No. The Meta Developer Center account is free. The DAT SDK is free. Mock Device Kit is free. Meta charges nothing for using the public toolkit.

What happens to my app when the user folds their glasses?

The DAT SDK emits a hinges_closed hardware event. Extentos surfaces this as a transport.hardware_alert event in the event log and (depending on your spec) can dispatch a hinges_closed trigger. Apps typically pause active streams and wait for the user to unfold.

Is real-hardware testing required to develop a Ray-Ban Meta app?

No. Mock Device Kit (via Extentos's LocalSimTransport) and the Extentos browser simulator (BrowserSimTransport at extentos.com/s) cover the bulk of the dev loop. Real hardware verifies the final-mile fit — fidelity of the camera frames, latency of the voice loop, real-world A2DP/HFP coexistence — but is not required for daily iteration.

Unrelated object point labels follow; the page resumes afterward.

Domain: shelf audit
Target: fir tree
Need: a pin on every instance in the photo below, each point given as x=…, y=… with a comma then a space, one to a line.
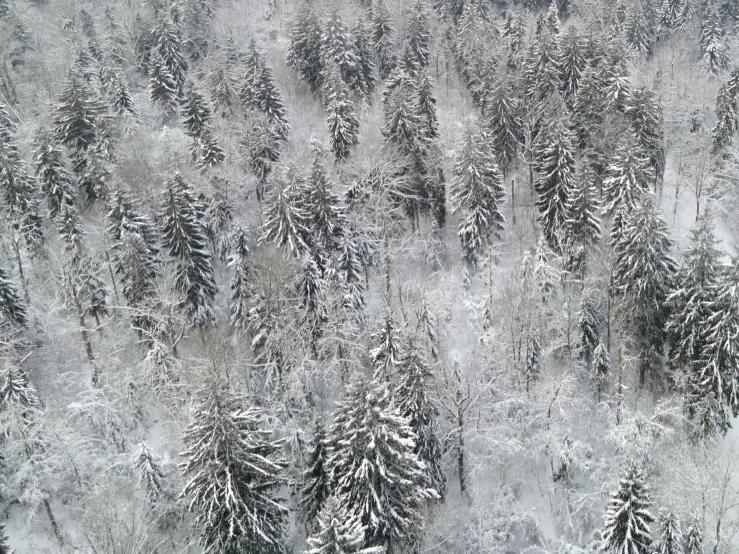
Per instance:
x=184, y=238
x=304, y=51
x=555, y=164
x=418, y=33
x=504, y=121
x=325, y=216
x=365, y=76
x=337, y=50
x=478, y=190
x=571, y=61
x=670, y=539
x=12, y=309
x=343, y=127
x=694, y=536
x=627, y=177
x=79, y=115
x=15, y=388
x=151, y=474
x=627, y=519
x=382, y=39
x=386, y=353
x=285, y=221
x=645, y=114
x=233, y=467
x=314, y=484
x=643, y=273
x=412, y=396
x=582, y=228
x=375, y=473
x=696, y=281
x=241, y=286
x=713, y=49
x=337, y=534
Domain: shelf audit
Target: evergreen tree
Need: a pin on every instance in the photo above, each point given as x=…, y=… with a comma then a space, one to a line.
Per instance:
x=343, y=127
x=337, y=49
x=375, y=473
x=504, y=122
x=694, y=536
x=627, y=519
x=151, y=474
x=337, y=534
x=670, y=535
x=582, y=228
x=627, y=177
x=79, y=115
x=365, y=76
x=232, y=467
x=15, y=388
x=696, y=281
x=713, y=49
x=314, y=485
x=571, y=61
x=419, y=33
x=555, y=164
x=241, y=287
x=426, y=104
x=412, y=396
x=12, y=309
x=600, y=369
x=325, y=216
x=163, y=87
x=304, y=51
x=184, y=238
x=478, y=189
x=168, y=50
x=382, y=39
x=285, y=221
x=386, y=353
x=643, y=273
x=645, y=114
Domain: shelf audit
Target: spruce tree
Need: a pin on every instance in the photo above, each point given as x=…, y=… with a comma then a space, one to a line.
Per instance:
x=695, y=284
x=337, y=534
x=645, y=114
x=365, y=76
x=713, y=49
x=419, y=33
x=382, y=39
x=627, y=520
x=151, y=474
x=670, y=539
x=304, y=51
x=343, y=126
x=582, y=227
x=477, y=189
x=375, y=473
x=504, y=122
x=571, y=61
x=555, y=164
x=285, y=221
x=12, y=309
x=241, y=286
x=412, y=396
x=643, y=274
x=314, y=483
x=325, y=216
x=232, y=467
x=79, y=115
x=184, y=239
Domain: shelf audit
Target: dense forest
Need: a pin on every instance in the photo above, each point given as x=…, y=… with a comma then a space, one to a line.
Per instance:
x=369, y=276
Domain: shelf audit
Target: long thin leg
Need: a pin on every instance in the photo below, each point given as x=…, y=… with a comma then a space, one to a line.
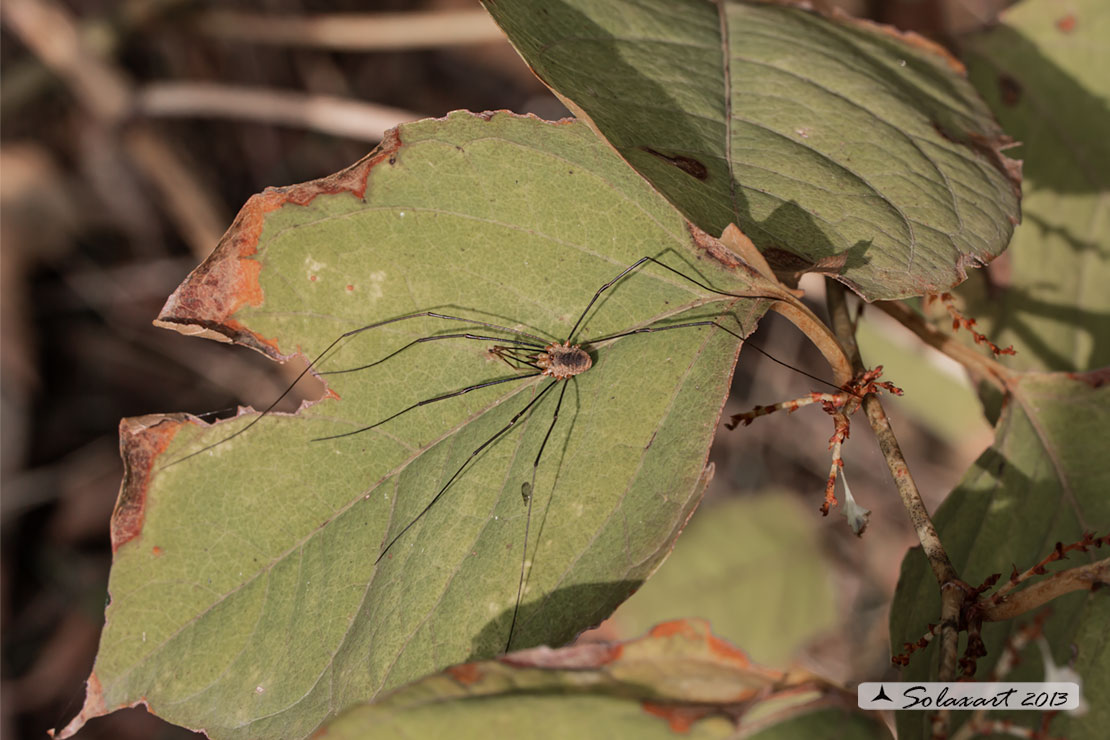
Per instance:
x=628, y=270
x=648, y=330
x=527, y=523
x=430, y=401
x=463, y=467
x=433, y=338
x=265, y=412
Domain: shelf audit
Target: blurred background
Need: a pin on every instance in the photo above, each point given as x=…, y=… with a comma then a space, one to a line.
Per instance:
x=131, y=132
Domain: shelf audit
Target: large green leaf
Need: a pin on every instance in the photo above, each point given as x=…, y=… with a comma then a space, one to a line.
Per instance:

What about Apple smart glasses?

Apple has announced AR glasses development but has not shipped a third-party SDK as of 2026-04. Extentos plans to add an Apple transport once Apple opens a developer toolkit; your AppSpec won't need to change.

What about Mentra G1 and Android XR?

Both are tracked on the Extentos vendor roadmap. The AppSpec is vendor-agnostic by design — adding a vendor means adding a transport implementation, not changing app code or specs.